La merma se registra especialmente en el hemisferio Norte, en regiones de Europa y Estados Unidos. Las consecuencias directas sobre la producción de alimentos.

La Comisión Europea alertó sobre la creciente mortalidad de abejas registradas en algunas regiones del hemisferio norte, según lo indica un informe del programa de las Naciones Unidas para el Medio Ambiente ( PNUMA).

La disminución de las abejas -que alcanzaría un 85% en algunas ciudades- , tiene una consecuencia directa sobre la producción de alimentos, ya que estos insectos se encargan de la polinización de la mayoría de los cultivos y especies vegetales. Aparte de las consecuencias ecológicas derivadas de la propia desaparición de la especie.

Según lo expresan los especialistas, las posibles causas de mortalidad son:

  • El creciente uso de ciertos plaguicidas (imidaclorpid, clotiniadina y tiametoxam) con sustancias nocivas para estos insectos.

  • El cambio climático y el calentamiento global, provocan grandes fluctuaciones en las precipitaciones y alteran el ciclo biológico de las abejas, que mueren por someterse a temperaturas extremas a las que no están acostumbradas.

  • El descenso de la biodiversidad produce la disminución del número de especies vegetales a polinizar por problemas ecológicos y monocultivos de transgénicos.

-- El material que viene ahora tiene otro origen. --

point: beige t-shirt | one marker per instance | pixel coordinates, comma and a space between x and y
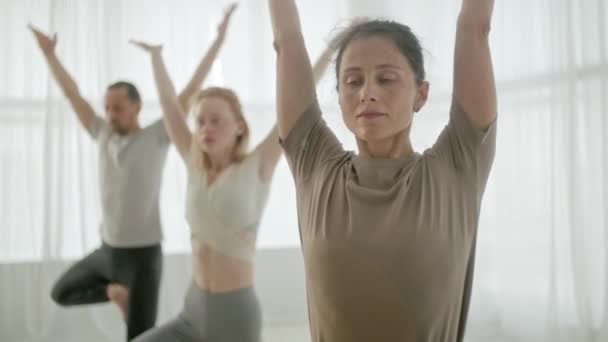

Si bien hasta el momento la Comisión Europea ya tomó cartas sobre el asunto mediante la prohibición de una serie de agroquímicos de probada toxicidad para las abejas, aún restan nuevas propuestas para ser presentadas ante organismos nacionales. El problema no sólo afecta la ecología sino a las economías regionales ya que se estima que la polinización tiene un valor de 22000 millones de euros para la agricultura europea.